What was this botanical specimen doing here?

To behold my ancestor’s 19th-century handwritten manuscript was thrilling. And tucked inside the pages was an even bigger surprise.

When I first happened upon the scuffed leather-bound volume in Princeton Theological Seminary’s Special Collections and Archives, I noticed that although the cover bore no title, it did have gorgeously marbled endpapers and heavyweight cotton bond pages. It was not an actual book, but rather a journal that contained the manuscript of a book.

The nondescript journal.
Delicious endpapers.

Inside there was an explanatory note written with a flourish (see right). The author was my great-great-great-great grandfather, the Rev. Dr. John Scudder (1793-1855), who sailed from New York City to India in 1819 as the very first American medical missionary. The American Tract Society published his Provision for Passing Over Jordan in 1846, the year that John returned to India after a four-year furlough in America to recover his health. As a miniature devotional, the book became a popular farewell gift pressed into the palms of travelers to wish them godspeed and give them something to ponder on the journey (and spend hours deciphering the tiny mouse-type.)

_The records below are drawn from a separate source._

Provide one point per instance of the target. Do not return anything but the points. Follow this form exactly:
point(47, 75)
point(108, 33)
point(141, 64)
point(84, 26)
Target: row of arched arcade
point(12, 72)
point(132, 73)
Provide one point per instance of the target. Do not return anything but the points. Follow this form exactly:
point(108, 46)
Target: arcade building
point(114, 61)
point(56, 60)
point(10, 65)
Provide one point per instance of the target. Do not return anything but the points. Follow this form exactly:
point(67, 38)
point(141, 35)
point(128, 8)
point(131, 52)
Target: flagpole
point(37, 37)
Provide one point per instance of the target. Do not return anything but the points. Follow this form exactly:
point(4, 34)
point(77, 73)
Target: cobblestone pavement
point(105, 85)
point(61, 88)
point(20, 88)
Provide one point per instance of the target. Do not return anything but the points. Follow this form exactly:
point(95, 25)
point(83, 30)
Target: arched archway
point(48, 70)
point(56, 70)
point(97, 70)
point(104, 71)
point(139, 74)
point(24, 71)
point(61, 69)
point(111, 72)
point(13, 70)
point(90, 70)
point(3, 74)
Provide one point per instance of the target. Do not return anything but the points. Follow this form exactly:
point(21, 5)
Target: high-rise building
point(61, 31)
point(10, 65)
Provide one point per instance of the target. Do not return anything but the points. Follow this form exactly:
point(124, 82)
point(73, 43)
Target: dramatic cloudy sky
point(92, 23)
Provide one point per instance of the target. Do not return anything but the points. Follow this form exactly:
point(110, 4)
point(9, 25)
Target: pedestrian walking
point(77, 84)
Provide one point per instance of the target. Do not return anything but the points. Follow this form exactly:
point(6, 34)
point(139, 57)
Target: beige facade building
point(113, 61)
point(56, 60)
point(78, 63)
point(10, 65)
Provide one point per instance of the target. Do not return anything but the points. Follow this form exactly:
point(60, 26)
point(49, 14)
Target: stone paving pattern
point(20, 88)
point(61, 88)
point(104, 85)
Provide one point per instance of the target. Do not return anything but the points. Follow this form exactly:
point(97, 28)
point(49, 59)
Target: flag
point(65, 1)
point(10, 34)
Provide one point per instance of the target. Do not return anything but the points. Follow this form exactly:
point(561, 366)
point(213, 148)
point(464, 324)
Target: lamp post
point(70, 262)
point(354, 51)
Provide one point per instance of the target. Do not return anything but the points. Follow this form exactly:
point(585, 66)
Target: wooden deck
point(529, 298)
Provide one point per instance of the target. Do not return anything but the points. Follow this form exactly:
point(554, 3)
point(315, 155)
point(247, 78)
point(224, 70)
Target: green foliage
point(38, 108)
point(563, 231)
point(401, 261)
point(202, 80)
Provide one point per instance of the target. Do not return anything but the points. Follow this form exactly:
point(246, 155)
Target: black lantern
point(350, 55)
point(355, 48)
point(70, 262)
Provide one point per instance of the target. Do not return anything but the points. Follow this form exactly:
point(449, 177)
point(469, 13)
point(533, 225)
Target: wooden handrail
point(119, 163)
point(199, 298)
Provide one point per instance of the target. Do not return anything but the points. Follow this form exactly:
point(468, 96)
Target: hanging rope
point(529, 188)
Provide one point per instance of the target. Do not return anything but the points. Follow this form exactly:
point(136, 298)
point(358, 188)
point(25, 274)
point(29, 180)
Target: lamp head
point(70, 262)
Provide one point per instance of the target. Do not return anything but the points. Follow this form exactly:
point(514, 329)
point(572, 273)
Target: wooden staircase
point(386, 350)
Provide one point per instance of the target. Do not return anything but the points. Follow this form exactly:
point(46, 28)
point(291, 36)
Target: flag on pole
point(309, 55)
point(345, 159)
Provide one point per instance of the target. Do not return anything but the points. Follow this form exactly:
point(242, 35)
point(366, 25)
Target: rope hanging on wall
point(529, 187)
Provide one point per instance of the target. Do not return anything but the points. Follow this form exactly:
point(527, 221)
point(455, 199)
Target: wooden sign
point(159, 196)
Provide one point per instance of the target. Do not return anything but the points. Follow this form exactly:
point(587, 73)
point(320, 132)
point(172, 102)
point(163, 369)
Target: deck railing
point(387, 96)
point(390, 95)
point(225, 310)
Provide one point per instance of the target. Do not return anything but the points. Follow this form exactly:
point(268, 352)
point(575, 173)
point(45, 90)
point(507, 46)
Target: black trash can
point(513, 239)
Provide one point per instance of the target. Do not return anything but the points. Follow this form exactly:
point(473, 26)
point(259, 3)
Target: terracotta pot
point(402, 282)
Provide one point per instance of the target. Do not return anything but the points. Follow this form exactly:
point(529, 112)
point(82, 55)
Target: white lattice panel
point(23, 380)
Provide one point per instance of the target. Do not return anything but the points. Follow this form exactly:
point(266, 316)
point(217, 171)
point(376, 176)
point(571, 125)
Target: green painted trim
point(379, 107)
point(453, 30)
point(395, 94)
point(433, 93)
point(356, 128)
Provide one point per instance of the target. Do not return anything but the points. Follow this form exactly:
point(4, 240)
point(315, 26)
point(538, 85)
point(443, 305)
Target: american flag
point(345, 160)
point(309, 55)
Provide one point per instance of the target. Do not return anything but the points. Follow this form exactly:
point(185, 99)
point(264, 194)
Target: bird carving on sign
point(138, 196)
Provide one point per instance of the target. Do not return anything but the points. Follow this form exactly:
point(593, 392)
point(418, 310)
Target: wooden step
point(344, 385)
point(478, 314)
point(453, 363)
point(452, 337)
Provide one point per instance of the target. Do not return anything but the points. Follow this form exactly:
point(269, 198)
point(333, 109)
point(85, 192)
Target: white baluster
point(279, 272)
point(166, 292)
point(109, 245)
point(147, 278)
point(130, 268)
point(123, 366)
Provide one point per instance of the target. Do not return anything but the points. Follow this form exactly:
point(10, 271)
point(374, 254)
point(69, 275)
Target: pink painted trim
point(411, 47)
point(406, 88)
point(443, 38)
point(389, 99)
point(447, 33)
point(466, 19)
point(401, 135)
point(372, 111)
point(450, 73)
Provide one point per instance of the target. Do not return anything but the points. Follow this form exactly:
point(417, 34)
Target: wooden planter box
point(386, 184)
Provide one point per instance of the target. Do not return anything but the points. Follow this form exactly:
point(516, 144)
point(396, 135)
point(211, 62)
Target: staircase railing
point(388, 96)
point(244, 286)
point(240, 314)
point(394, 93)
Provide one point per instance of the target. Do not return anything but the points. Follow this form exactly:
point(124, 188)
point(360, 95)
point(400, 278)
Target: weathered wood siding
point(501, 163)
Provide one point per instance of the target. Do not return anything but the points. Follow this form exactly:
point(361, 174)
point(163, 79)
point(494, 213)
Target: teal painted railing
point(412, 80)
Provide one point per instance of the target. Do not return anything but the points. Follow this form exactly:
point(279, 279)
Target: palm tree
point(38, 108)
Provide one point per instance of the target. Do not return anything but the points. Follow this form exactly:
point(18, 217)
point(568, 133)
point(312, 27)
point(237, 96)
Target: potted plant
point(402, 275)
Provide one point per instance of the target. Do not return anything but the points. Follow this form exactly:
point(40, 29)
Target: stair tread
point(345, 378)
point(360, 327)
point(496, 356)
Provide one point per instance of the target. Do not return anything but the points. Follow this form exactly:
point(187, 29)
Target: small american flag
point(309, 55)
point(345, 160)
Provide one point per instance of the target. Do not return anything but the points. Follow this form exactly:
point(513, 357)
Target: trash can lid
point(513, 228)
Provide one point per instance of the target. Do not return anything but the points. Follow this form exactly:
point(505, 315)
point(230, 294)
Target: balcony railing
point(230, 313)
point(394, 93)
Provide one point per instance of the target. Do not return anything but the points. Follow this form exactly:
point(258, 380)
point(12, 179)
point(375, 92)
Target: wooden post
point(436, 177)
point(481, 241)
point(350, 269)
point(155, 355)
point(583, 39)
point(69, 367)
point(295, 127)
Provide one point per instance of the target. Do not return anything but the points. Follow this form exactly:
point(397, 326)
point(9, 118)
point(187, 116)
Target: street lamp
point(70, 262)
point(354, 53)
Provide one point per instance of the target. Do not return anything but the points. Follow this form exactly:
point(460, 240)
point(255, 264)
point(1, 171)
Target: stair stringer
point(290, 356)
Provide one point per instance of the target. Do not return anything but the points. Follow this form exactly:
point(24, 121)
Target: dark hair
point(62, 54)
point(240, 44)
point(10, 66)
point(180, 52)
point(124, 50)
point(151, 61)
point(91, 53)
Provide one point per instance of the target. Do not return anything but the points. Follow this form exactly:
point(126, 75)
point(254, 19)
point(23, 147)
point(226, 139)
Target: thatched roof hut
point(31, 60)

The Rev. John Scudder M.D.
“The Author”
Dr. John Scudder.
The title page is old school,
with “f” for “s.”
Dainty pocket-sized version.

This oversized version harkened back to an era when books were composed in longhand and then manually set in type, letter by painstaking letter. I assume that he took this copy to India to have the mission press reproduce it as a religious tract, which he distributed far and wide by the tens of thousands in his Quixotic quest to spread Christianity. Before me lay not only a connection to my family’s distant past but also the practical 19th-century version of backing up to the Cloud. 

Manuscript Copy
of
Passing Over Jordan
in the Handwriting of
The Author
The Rev. John Scudder M.D.

As I browsed the stiff volume, careful not to crack the spine, the pages fanned open to reveal two unusual bookmarks: a large ovate leaf with a khaki-green patina; and a fern, brown with age. 

Was this John’s doing?

Quite possibly, yes. He was naturally curious and a naturalist by training. His preceptor at the (Columbia) College of Physicians and Surgeons had been the extraordinary Dr. David Hosack, who founded the nation’s first botanical garden on land that is now home to Rockefeller Center. When John first arrived in India, he had been mesmerized by the versatility of the palmyra palm and the ingenious ways the Tamils used every ounce of the tree for food, clothing, shelter, furniture, baskets, medicine, and, to his teetotaling disgust, potent toddy recipes.

Is this an Indian cinnamon leaf ca 1846?
A tree fern from the Nilgiris?

Perhaps he plucked these leaves from up in the lush Nilgiri Mountains, where he went to escape the blazing heat of the plains. A friend of mine, who is both a master naturalist and a master gardener, thinks the ovate leaf might be cassia, also known as Indian cinnamon, based on its long vertical veins. That makes sense; John did wax poetic about the cinnamon-infused “spicy breeze” that greeted their ship as they neared the subcontinent, as promising a sign as the olive leaf in the mouth of the dove in the tale of Noah’s Ark. As for the fern, it looks to be a Nilgiri tree fern (Cyathea nilgirensis). And if John was not the one who preserved these botanical specimens, it could have been another family member–several dozen of whom followed in his missionary footsteps–caught up in the Victorian fad of Pteridomania

I stared in wonder at these artifacts for several minutes, afraid that they would disintegrate into dust if I so much as breathed on them. Without thinking, I bent close to the page and inhaled deeply through my nose. I thought I detected the faintest of aromas, more bay leaf then cinnamon, something as old as the India ink dried on the page and as evocative as the idea of a long journey to the great beyond.